La rapport a finalement été publié, mais tout juste avant le début du week-end en Europe et avec certaines critiques à l'égard du gouvernement chinois modifiées ou supprimées, un signe de la position d'équilibriste que Bruxelles tente de maintenir alors que la crise sanitaire brouille les relations internationales.
Aucun commentaire n'a pu être obtenu dans l'immédiat auprès de la mission diplomatique chinoise auprès de l'UE, tandis que le ministère chinois des Affaires étrangères n'a pour l'heure pas répondu à des questions transmises par fax.
Une porte-parole de l'UE a indiqué que le bloc ne «commente jamais le contenu ou le contenu présumé d'échanges diplomatiques internes avec nos partenaires d'autres pays».
D'après un autre représentant de l'UE, interrogé par Reuters, le rapport sur la désinformation a été publié comme prévu. Il a nié que le contenu du document a été édulcoré.
Quatre sources diplomatiques ont déclaré que le document devait initialement être diffusé le 21 avril, mais que sa publication a été retardée après que des représentants chinois ont pris connaissance d'un article du site d'information américain Politico mentionnant des éléments du rapport.

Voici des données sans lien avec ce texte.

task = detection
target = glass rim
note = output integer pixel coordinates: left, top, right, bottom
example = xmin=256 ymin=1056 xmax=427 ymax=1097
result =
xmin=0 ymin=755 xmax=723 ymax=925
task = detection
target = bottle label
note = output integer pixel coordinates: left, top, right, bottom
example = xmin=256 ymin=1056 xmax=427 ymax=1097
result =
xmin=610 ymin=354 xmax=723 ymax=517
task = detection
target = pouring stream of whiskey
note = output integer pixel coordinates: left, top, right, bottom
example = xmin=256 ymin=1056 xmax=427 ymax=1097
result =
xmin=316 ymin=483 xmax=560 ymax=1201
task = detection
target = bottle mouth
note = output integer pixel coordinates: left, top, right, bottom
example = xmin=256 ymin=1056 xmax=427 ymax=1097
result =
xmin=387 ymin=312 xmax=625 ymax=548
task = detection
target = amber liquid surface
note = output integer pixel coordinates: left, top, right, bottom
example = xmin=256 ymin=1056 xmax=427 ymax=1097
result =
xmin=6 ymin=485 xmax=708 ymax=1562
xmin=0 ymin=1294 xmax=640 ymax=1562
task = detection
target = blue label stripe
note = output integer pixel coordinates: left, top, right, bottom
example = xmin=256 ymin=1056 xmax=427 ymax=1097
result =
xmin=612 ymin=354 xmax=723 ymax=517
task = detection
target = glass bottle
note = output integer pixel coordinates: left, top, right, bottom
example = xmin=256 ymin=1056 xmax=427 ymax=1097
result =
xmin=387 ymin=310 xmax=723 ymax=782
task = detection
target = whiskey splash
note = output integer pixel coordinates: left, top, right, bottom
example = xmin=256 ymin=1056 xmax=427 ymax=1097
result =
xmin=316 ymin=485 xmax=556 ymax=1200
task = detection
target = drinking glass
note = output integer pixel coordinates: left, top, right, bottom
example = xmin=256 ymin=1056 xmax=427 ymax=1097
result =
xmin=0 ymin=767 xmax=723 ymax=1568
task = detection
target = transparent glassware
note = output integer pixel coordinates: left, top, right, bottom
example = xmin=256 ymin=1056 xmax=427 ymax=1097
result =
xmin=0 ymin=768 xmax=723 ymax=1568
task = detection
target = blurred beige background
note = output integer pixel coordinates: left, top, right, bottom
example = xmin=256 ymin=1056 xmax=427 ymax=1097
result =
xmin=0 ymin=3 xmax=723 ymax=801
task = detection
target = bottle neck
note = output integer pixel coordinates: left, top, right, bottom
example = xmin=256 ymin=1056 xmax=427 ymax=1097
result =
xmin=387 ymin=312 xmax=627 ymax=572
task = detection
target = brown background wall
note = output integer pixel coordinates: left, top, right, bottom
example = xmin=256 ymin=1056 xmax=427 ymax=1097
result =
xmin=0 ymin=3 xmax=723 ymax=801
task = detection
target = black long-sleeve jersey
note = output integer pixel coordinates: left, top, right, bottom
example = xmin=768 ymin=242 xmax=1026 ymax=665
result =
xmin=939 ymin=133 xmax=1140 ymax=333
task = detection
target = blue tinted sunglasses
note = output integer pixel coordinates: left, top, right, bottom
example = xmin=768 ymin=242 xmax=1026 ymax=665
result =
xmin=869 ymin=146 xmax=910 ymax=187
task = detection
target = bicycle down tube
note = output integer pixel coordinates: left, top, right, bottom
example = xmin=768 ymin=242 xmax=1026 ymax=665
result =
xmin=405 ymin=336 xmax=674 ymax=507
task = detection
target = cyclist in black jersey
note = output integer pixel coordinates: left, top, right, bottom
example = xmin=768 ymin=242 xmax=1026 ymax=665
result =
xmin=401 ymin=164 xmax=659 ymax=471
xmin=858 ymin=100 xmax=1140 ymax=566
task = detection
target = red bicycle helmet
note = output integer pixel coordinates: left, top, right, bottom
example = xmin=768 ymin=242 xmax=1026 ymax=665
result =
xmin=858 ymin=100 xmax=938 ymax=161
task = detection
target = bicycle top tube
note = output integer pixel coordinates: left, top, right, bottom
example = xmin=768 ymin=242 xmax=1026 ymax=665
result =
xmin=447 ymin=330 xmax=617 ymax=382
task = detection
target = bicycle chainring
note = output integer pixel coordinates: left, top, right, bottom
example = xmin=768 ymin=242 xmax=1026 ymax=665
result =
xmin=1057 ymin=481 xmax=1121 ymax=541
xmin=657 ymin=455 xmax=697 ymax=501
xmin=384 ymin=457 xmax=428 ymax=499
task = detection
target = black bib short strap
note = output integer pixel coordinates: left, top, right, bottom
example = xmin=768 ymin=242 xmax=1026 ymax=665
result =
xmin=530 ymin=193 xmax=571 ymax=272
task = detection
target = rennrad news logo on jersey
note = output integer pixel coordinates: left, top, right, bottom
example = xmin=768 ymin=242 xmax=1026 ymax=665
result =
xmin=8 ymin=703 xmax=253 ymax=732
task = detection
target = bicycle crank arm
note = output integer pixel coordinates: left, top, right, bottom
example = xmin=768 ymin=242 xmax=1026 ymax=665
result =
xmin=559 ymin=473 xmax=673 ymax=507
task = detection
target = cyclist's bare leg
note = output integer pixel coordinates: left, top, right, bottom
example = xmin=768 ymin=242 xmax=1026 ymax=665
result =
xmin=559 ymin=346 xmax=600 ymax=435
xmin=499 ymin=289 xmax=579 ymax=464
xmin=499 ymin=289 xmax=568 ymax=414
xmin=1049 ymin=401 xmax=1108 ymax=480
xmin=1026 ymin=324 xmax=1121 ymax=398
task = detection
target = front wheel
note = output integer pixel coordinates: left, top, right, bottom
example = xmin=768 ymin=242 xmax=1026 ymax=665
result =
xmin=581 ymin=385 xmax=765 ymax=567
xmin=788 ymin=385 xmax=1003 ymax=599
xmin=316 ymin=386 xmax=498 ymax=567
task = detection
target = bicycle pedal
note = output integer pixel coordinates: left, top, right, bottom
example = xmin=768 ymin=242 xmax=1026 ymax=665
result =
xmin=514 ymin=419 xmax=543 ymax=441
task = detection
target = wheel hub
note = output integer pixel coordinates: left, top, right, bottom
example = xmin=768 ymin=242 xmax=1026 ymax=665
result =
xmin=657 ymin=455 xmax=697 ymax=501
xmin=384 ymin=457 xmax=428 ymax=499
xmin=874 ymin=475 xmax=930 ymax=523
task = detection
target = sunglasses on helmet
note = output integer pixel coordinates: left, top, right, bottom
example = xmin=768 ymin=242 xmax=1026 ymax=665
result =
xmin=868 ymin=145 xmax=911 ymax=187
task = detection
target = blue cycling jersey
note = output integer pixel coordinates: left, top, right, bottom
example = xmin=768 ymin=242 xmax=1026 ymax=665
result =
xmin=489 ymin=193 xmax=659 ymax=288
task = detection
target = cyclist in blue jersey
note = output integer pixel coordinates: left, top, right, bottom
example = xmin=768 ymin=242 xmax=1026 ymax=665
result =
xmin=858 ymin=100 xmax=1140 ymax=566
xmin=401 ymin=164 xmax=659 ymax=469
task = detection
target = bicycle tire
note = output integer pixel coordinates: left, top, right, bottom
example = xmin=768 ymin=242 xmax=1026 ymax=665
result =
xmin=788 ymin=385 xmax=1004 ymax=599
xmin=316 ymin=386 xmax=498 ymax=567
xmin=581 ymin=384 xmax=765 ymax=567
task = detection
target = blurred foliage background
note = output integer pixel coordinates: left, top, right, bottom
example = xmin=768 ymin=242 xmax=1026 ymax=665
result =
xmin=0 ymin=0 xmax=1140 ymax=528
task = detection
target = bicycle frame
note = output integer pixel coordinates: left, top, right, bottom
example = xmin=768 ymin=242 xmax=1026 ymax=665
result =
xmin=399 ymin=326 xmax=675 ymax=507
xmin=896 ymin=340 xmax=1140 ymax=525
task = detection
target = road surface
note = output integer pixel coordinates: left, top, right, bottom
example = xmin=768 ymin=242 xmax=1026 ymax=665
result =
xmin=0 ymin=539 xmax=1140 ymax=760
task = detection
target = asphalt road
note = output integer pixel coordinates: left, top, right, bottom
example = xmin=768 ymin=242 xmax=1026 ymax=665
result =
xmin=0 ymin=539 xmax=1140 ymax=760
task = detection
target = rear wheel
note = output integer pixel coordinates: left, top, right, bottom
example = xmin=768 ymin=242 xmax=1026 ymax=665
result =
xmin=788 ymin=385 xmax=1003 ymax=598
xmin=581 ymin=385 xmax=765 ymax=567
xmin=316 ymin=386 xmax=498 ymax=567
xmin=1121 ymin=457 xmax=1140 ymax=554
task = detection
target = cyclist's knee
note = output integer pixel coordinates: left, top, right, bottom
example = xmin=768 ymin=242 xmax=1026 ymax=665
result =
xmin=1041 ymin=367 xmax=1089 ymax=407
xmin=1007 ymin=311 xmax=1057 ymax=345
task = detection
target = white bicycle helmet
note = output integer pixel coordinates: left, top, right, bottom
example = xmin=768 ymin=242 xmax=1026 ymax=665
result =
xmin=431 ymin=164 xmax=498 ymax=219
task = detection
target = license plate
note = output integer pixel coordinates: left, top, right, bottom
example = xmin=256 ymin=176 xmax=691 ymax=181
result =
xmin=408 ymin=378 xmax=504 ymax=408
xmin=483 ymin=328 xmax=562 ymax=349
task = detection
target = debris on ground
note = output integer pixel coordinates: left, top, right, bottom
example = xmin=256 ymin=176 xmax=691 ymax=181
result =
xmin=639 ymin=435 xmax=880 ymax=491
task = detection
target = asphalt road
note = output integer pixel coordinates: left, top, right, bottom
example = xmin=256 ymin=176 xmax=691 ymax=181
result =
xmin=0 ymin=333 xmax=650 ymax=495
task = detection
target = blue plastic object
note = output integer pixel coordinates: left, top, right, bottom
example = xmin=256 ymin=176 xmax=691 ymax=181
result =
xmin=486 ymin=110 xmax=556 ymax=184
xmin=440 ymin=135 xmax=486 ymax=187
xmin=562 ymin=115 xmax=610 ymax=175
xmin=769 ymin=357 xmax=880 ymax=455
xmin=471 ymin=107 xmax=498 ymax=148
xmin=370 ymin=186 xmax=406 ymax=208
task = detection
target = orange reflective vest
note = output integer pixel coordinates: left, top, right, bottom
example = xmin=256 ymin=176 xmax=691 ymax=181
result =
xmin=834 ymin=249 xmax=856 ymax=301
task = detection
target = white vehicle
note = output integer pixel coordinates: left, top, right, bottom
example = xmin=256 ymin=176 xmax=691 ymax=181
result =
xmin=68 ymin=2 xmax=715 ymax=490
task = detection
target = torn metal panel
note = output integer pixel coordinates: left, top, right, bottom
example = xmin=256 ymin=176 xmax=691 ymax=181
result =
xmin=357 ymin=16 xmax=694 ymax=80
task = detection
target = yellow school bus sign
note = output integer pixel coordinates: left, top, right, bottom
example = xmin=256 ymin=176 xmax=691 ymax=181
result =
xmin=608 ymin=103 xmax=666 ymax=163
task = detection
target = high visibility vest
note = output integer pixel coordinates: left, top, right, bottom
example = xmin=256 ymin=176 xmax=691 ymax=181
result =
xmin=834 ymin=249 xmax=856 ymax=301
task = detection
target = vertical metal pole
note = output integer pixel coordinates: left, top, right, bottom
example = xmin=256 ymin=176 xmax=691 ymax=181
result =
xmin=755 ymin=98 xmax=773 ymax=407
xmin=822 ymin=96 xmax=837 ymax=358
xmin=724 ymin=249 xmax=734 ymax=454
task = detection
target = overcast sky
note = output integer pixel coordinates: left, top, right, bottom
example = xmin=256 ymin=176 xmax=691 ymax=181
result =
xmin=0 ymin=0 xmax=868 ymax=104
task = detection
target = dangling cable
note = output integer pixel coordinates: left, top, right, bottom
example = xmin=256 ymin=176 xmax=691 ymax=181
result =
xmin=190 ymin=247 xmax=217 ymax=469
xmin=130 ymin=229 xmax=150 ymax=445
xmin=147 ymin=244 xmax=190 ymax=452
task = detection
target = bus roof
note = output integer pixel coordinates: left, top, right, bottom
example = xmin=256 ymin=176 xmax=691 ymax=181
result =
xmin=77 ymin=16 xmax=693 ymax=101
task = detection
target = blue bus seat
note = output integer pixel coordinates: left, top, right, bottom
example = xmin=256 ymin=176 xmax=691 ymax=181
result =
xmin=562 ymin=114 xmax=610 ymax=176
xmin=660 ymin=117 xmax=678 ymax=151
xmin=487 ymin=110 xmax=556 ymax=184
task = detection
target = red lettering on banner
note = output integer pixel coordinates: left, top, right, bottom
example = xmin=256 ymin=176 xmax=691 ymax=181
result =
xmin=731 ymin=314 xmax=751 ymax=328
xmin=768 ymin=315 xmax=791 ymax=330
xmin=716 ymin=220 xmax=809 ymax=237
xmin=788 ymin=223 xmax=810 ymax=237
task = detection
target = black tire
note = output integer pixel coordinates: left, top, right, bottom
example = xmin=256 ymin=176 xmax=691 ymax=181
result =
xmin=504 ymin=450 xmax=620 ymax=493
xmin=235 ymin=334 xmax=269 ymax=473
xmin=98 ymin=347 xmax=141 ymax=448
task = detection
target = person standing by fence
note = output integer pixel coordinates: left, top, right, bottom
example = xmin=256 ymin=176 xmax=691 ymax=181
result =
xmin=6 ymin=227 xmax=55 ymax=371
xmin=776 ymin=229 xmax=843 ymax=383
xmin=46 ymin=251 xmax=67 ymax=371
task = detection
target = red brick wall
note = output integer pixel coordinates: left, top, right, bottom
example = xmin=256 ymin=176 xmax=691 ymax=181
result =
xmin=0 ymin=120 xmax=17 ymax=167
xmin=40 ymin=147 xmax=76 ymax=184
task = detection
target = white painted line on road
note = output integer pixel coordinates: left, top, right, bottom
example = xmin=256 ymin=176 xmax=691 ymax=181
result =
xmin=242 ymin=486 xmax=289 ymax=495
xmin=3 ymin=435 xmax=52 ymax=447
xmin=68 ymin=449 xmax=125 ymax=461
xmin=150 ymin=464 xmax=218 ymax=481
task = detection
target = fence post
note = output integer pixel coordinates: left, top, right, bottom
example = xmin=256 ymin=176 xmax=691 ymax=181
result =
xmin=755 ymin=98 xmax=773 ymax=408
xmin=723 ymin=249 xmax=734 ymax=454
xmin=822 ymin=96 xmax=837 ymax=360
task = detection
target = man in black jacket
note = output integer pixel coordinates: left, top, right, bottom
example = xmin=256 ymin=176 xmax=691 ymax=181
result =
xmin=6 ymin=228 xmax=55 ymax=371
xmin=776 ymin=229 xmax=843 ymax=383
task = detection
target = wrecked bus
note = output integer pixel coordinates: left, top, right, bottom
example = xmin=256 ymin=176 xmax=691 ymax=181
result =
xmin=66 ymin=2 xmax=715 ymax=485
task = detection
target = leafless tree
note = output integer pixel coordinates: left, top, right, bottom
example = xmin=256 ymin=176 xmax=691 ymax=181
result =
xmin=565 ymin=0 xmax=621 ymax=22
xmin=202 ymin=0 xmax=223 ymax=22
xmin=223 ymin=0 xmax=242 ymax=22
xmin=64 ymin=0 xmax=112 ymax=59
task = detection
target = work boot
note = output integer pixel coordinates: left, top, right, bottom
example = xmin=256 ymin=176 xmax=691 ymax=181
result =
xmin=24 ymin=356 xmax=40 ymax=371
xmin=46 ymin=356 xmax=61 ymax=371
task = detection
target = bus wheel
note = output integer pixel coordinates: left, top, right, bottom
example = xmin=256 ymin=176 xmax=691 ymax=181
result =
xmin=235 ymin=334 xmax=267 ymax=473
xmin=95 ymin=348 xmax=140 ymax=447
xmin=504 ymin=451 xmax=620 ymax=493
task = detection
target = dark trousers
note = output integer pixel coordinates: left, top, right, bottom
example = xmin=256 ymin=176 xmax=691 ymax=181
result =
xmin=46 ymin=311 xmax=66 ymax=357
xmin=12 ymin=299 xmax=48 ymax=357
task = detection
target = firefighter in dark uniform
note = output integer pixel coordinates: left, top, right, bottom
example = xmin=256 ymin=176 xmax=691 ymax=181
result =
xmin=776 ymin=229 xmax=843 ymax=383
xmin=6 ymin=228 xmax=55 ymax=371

Un haut représentant chinois a alors contacté des représentants européens à Pékin le jour même pour leur dire que, «si le rapport est tel que décrit et qu'il est publié aujourd'hui, cela sera très mauvais pour la coopération», montre une correspondance diplomatique européenne dont Reuters a pris connaissance.
Selon cette correspondance, le haut représentant du ministère chinois des Affaires étrangères Yang Xiaoguang a déclaré que la publication du rapport mettrait Pékin «très en colère» et a accusé les représentants européens de chercher à contenter «quelqu'un d'autre» - un commentaire que les diplomates européens ont interprété comme une référence à Washington.
Les quatre sources ont dit à Reuters que cela avait provoqué le report de la publication du document. La version finale diffusée vendredi soir présente par ailleurs des différences avec une version initiale du rapport que Reuters a obtenue.
Dans la première page du rapport interne partagé avec les gouvernements de l'UE le 20 avril, la branche diplomatique du bloc déclarait par exemple: «La Chine a continué d'organiser une campagne mondiale de désinformation pour détourner les reproches sur la propagation de l'épidémie et améliorer son image internationale. Des tactiques manifestes et clandestines ont toutes deux été observées».
Le résumé public diffusé vendredi sur le portail de désinformation de l'UE, euvsdisinfo.eu, attribue la désinformation à des «sources» soutenues par «différents gouvernements, dont la Russie et - dans une moindre mesure - la Chine». Il est effectivement fait mention de «preuves importantes d'opérations dissimulées chinoises sur les réseaux sociaux», mais cette référence est repoussée aux six derniers paragraphes du document.
La question de la désinformation sur le coronavirus est devenu un point de tension entre les Etats-Unis et la Chine, des représentants des deux camps s'étant réciproquement accusés de cacher des informations sur l'épidémie. Cette querelle entre Washington et Pékin a parfois placé les Européens au milieu. L'UE est le principal partenaire commercial de la Chine, avec plus d'un milliard d'euros d'échanges bilatéraux quotidiens, tandis que la Chine se trouve seulement derrière les Etats-Unis comme principal marché pour les biens et services européens.
Dans un webcast vendredi avec le groupe de réflexion Friends of Europe, l'ambassadeur chinois auprès de l'UE, Zhang Ming, a déclaré que «la désinformation est un ennemi pour nous tous et elle doit être traitée par nous tous».